I cook with good 'Wright' brand thick bacon in my skillets, so I save the bacon grease in a mason jar (strained through a paper towel) each breakfast, and this is the 'cooking' lard I used to both fry my chicken fried steak in, and to make the gravy from.
I've been two places looking for pork fatback to render some more clean lard from, but neither had it. I won't buy the hydrogenated lard sold in plastic tubs at stores, and if I'm going to get more into being creative with the cooking and CI it seems I should have more lard at the ready than the measly amount that saving up bacon grease can get me. We have some grocery stores called 'Penn Dutch' down here that specialize in their meat departments, but it's a ride through hellacious traffic to get there.
Iron isn't skin, there are no "pores", just the sand pattern from the casting itself if it hasn't been sanded down smoother. The "seasoning" is the filling up of that texture with burnt crud and oil, which provides the non-stick feature we all so desire.

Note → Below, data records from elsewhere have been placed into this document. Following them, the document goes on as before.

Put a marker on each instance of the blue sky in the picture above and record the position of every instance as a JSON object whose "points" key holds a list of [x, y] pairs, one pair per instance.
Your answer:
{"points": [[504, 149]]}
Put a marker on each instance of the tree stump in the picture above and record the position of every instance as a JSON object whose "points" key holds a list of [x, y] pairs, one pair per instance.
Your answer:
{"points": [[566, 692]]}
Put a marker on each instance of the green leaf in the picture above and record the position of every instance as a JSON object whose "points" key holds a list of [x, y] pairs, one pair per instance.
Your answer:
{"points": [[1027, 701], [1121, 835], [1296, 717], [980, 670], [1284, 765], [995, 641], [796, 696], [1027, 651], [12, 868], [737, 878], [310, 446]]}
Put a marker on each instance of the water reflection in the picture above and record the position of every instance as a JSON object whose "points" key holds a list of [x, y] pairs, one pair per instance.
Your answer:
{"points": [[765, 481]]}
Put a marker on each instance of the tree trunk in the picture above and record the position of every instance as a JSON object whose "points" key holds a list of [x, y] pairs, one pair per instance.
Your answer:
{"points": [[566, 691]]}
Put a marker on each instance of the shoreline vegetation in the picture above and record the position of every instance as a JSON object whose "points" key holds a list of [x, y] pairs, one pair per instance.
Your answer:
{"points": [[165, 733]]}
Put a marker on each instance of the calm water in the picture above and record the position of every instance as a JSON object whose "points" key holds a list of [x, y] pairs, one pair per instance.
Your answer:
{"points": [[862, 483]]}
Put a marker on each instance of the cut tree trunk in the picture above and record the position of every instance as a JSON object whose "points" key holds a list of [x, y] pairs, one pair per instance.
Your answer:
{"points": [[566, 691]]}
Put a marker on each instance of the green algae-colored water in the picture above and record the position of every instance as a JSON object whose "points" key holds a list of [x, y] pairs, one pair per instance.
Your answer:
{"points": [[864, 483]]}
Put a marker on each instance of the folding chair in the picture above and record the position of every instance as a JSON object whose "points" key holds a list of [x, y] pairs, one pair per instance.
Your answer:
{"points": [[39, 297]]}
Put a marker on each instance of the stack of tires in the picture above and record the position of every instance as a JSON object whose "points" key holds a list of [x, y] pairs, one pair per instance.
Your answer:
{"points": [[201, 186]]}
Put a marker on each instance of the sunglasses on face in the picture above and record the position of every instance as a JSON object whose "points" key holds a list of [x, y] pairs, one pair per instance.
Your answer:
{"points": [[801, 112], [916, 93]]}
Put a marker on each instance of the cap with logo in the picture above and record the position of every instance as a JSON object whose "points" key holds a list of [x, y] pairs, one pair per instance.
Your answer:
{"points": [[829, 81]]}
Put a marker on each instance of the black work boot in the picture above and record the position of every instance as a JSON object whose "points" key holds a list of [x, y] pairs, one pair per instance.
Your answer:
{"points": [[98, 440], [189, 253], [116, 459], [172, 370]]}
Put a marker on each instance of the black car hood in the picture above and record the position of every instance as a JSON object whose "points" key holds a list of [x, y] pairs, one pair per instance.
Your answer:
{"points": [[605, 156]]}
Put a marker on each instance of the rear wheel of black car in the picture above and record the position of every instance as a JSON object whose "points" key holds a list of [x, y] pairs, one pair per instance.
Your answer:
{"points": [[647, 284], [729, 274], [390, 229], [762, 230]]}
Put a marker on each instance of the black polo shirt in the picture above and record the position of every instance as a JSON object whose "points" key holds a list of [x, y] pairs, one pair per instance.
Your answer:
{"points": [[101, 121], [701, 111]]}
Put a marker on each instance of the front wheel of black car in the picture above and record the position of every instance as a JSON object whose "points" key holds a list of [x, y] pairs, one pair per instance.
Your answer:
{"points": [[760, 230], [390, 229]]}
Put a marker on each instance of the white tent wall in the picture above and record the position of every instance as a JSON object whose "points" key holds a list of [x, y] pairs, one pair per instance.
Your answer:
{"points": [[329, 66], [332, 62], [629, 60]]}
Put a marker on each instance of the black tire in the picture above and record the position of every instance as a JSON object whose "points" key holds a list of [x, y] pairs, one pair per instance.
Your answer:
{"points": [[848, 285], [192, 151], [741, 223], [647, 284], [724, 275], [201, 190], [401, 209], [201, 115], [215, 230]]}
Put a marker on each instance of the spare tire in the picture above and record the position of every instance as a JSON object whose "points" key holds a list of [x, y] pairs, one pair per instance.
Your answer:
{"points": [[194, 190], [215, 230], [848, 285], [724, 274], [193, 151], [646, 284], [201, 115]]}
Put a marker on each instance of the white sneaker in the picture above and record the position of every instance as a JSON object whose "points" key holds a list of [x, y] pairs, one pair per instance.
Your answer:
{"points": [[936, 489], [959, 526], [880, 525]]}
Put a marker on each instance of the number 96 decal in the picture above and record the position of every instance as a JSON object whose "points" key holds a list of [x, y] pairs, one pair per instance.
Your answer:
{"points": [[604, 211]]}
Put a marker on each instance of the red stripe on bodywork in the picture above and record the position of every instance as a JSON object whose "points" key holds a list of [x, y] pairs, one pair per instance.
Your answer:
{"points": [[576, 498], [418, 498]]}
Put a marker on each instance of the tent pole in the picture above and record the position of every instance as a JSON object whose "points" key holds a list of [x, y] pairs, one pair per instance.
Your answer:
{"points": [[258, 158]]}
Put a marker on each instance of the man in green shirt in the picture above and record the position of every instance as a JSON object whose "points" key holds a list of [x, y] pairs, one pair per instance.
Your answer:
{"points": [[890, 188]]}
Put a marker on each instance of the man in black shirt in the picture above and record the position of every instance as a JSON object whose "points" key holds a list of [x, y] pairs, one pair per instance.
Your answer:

Iron, left unseasoned and exposed to water either from the sink or general humidity, will rust - and that will leave a bad taste in your food. But it won't hurt you, just being iron oxide. And good seasoning won't hurt you either, since you're cooking at temperatures that should kill anything you might be worried about.
And while I agree with ya, what's your take on the method he uses anyway to season - get the pan damned near red hot and coat, then again and coat - is this a faster way, or do you think it would make a harder and more durable seasoning from the polymerized (at higher temps) layers? I know you don't work with polymerization in what you do, but you certainly would seem to have the equipment to test the theory of seasoning that way, vs. the typical oven way.
You just need to burn your oil in, so whatever method gets the iron hot enough for this, should work. I am having trouble with my little 8 inch, because the flame pattern on my gas range is too wide - heats the edges, and the pan heats nicely for cooking, but it's really hard to burn anything in it... which is making it hard to season, as the heat just shoots up the sides. I'm about to take my camp stove, which has a much smaller flame footprint, or take it out to the shop to get the floor of the pan hot enough to take a good seasoning. My 12 inch skillet is bulletproof and smooth, and just doing the normal overheat on the range thing worked fine for it. Stove/oven/fire doesn't make any difference, as long as you can get it all hot enough to burn.
Instead of the camp stove, I'd just do it like most people do it - in the oven (upside down) a few times between applications of lard. I do all my CI that way, but only up to 500 degrees.